APM comes in two flavors:
- apm --- 2 locus disease vs. marker analysis (analog of MLINK)
- apmmult -- multilocus analysis (analog of LINKMAP)
In each case one must follow usage of the main program with usage
of a simulation program to obtain empirical p-values.
Running APM
Required input files:
- LINKAGE format locus file
- LINKAGE format pedigree file
Required intermediate files:
- Input files:
- For apm - region.apm
- For apmmult - region..apmmult
Note: The intermediate files are created from LINKAGE format
files using the APM utility program chapm
- output files:
- For apm - table.apm
- For sim - sim.apm
- For apmmult - table..apmmult
- For simmult - sim..apmmult
- results: Summary of results
Note: other file names may be specified.
APM defines some file formats for its internal usage.
apm needs input file in ML format and apmmult needs input file in MULT
format. APM package has utility program called chapm which converts
LINKAGE format pedigree and locus files to ML/MULT format.
VERY IMPORTANT:
Due to theoretical considerations, APM is much more stringent about
allele frquencies.. None of the allele frequencies should be 0.0 or too small.
The allele frequencies should add up to something between
(0.999, 1.001)
Using the chapm utility program
Usage: chapm
Steps:
- File format to convert from: L (for LINKAGE)
- File format to convert to: ML (for apm), MULT (for apmmult)
- Input pedigree and locus file names.
- Number of disease locus: 1
- Label for affecteds: 2
- Choose marker loci to keep
- Input name of output file
Using apm
Usage: apm
Steps:
- Input the datafile file name. VERY IMPORTANT:
This is the output file from chapm
- Input the limitation on memory use in megabytes. Entering 0 will set it to about 20 megabytes
- Now enter the name of the file of coefficients if it exists (if not just press ). Note: In cookbook usage, there is no coefficients file.
- If you wish to create a new file of coefficients, enter the name (if not just press ). Note: In cookbook usage, there is no coefficients file.
This creates table.out, out1.dat, out1p.dat, and outsqr.dat
Using sim
Usage: sim
Steps:
- Input integer i, 0 <= i <= 30,000. Note: This is to initialize random number generator
- Input data file name: It will be one of out1.dat, out1p.dat, outsqr.dat depending on the function you want to keep.

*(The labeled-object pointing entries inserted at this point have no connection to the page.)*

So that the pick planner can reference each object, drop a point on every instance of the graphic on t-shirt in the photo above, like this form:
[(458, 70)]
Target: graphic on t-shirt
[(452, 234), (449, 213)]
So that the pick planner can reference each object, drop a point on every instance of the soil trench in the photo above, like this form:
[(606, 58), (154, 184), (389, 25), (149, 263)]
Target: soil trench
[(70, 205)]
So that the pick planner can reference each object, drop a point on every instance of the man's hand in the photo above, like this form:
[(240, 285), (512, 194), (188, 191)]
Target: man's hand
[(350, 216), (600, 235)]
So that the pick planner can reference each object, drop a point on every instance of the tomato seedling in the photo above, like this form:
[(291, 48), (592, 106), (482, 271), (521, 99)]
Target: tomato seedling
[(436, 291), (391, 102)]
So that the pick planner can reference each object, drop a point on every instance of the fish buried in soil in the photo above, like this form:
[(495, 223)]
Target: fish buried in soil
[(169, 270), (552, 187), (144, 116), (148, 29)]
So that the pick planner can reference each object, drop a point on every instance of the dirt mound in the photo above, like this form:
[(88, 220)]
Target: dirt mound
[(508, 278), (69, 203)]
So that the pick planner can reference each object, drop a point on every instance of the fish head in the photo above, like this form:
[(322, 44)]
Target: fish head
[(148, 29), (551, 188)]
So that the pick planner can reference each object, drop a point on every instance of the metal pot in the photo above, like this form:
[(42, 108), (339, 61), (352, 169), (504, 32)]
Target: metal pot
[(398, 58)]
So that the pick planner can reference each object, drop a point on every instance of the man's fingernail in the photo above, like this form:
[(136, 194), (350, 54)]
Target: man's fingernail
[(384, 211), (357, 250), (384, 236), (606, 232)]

- Input the desired number of iterations (1000 is good): 1000
Creates sim.out and one tstat*.out for every marker used.
VERY IMPORTANT
p-values are at the top of sim.out
just above the p-values are means and variances for the simulated runs.
If the mean is far from 0.0 and/or the variance is far from 1,
one should rerun with more rpelicates.
Using apmmult
Usage: apmmult
Steps:
- Input the datafile file name
- Input the limitation on memory use in megabytes. Entering 0 will set it to about 20 megabytes
- Input thetas between loci
This creates table.out, out1.dat, out1p.dat, and outsqr.dat
Using simmult
Usage: simmult
Steps:
- Print statistics for each family and each marker? (y/n): n
- Make a file full of statistics? (y/n): n
- Change seed for random number generator? (y/n): n
- Input data file name: outsqr.dat Note: Cookbook usage is to always use outswr.dat here.
- Input thetas
- Input number of replicates
Creates XSIMSUM.OUT which contains simulation results.
BEWARE of WARNINGS about allele frequencies and their sums.